Rahul Gandhi allegedly made this statement. It is sad that an armchair, untrained economist like me understands the significance of roads while someone who is poised to lead India does not. Check out this vice documentary on truckers in West Africa to get the connection between roads and economy. Jim Rogers, the author of the excellent book Investment Biker, also alludes to how Africa is rendered destitute due to adverse road connectivity. In spite of so much evidence suggesting road connectivity being essential for a vibrant and healthy economy, Rahul Gandhi makes this foolish statement, and our so-called independent media is busy discussing his dimples and charm working up pubescent teenage girls.

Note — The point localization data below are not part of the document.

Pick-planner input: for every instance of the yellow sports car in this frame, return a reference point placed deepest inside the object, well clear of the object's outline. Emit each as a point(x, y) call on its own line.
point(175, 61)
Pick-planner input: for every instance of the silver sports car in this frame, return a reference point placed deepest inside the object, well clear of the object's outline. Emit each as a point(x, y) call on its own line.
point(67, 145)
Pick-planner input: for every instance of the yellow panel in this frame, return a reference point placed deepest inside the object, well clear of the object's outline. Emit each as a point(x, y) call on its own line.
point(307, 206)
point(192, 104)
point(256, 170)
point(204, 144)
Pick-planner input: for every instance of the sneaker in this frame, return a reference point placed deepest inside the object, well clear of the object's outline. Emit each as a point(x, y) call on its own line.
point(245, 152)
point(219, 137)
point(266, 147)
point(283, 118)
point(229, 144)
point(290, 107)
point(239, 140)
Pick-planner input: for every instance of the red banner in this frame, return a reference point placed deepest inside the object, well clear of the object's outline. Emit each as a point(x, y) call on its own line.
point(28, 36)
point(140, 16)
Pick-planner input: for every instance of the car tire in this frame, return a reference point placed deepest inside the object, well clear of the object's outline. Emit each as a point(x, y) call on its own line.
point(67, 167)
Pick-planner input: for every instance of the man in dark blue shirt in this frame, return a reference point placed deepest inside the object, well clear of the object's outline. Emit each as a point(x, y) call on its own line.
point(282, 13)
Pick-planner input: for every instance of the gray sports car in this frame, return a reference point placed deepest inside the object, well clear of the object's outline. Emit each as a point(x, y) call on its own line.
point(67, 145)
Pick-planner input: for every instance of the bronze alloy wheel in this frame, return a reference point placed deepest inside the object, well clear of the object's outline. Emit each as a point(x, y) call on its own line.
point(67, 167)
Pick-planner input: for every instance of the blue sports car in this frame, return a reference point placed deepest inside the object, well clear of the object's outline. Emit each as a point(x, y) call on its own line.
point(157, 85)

A road is something that transcends caste, religious, and socioeconomic boundaries. A road does not discriminate between a rich man driving his BMW or a poor milk seller on his bicycle, a pandit riding his Luna or a moulvi plying his scooter. I do not for a second doubt the ingenuity of our so-called secular politicians to come up with a statement on the lines of Minorities have the first right to our roads; but until that happens, for all purposes, we can take rest in the fact that a road is a great unifier of all sections of the society.
How do roads benefit the poor?
Connectivity makes transportation efficient, thus reducing the cost; this is an indirect benefit for all. Let us take a specific case of how roads will make the life of an impoverished auto-rickshaw driver better. If an auto driver plies on potholed roads all day long, it takes a toll on his auto; this will directly reflect in the efficiency of the auto as well as the money he has to spend on maintenance, not to mention the lost opportunity to make money by ferrying more customers due to the reduced travel time. All in all, an auto driver has to gain a lot with smooth roads. Instead of working on these, our government is hell-bent on extending the economic black hole of NREGA to urban poor, and our media is a silent spectator to this theater of absurd.